“When God asks to see your wounds and you have nothing to show, be concerned….I pray to God we have something to show” – Rev. Dr. Allan Boesak
The four words that preceded almost every meal I had growing up: “go wash your hands.” It was a simple statement by my caring mom, making sure that I was adequately prepared for a germ-free dinner.
But the idea of clean hands transcends the dinner table. I look down at my hands today and I see my manicured nails: clean, rounded edges with unchipped polish. My light skin is scar free and, besides a few wrinkles, I would say my hands are in pretty good shape. And while their cleanliness is probably saving me from picking up a nasty strain of influenza, I’m starting to think that maybe they are keeping me too safe. I have clean hands, but that is precisely my problem.
This past January I had the privilege to tour St Andrews House. It is a re-entry program for men leaving prison in the Chicago area. While there, I heard the story of “David.” He told of a life of poverty, struggles with addictions and twenty years in prison. While talking, I noticed he continually pulled at the long sleeves of his sweater, hiding his wrists. As we walked out, he shook each of our hands. In that moment I looked down and saw the scars. The pain of all those years of abuse and struggle were clearly marked on his wrists. Every day, David will look at those wounds and be reminded of his fight to survive.
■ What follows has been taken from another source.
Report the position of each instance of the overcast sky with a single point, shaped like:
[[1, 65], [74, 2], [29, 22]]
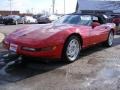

I was reminded of David when I heard The Rev. Dr. Allan Boesak, a liberation theologian, speak at a conference a few weeks ago. He spoke of wounds and the notion of God checking our hands for scars when the final judgment comes. What he said not only changed me, but called me into action. “When God asks to see your wounds and you have nothing to show, be concerned.” For upon seeing our clean hands, God asks, “Was there nothing worth fighting for?”
That charge called me to think critically about my own life. I’ve never had to fight. I’ve never struggled for what I needed to survive or to maintain a sense of dignity. No one has questioned my faith or forced me to stand and say what I believe.
Or perhaps I have just never chosen to. My hands are clean because I have spent years sitting on the sidelines. I have chosen to turn a blind eye to the injustices that surround me every day. I’ve stayed quiet, because I can, not because I had to. And just like that, my privilege has caught up with me once again.
I am wrong in thinking that I don’t struggle, because I do. I struggle to act, to live out my Christian mission of helping my neighbors and to be the hands and feet of Christ. When we accept Jesus into our hearts, we also accept a call to radical action. That doesn’t mean we all need to pick up our protest signs and petition forms–that is not everyone’s call. But it also doesn’t mean that we can stand by when we are surrounded by oppression. Write a letter to your senator, mentor an at-risk youth, serve a meal at a homeless shelter, get out of your comfort zone! Get your hands dirty! (And yes, those charges are just as much a reminder for me as they are for you).
So I invite you to join me in reimagining your struggles and reframing the idea of clean hands.
As for me? I think I’ll start by removing my polish and allowing myself to get a little dirt under these nails.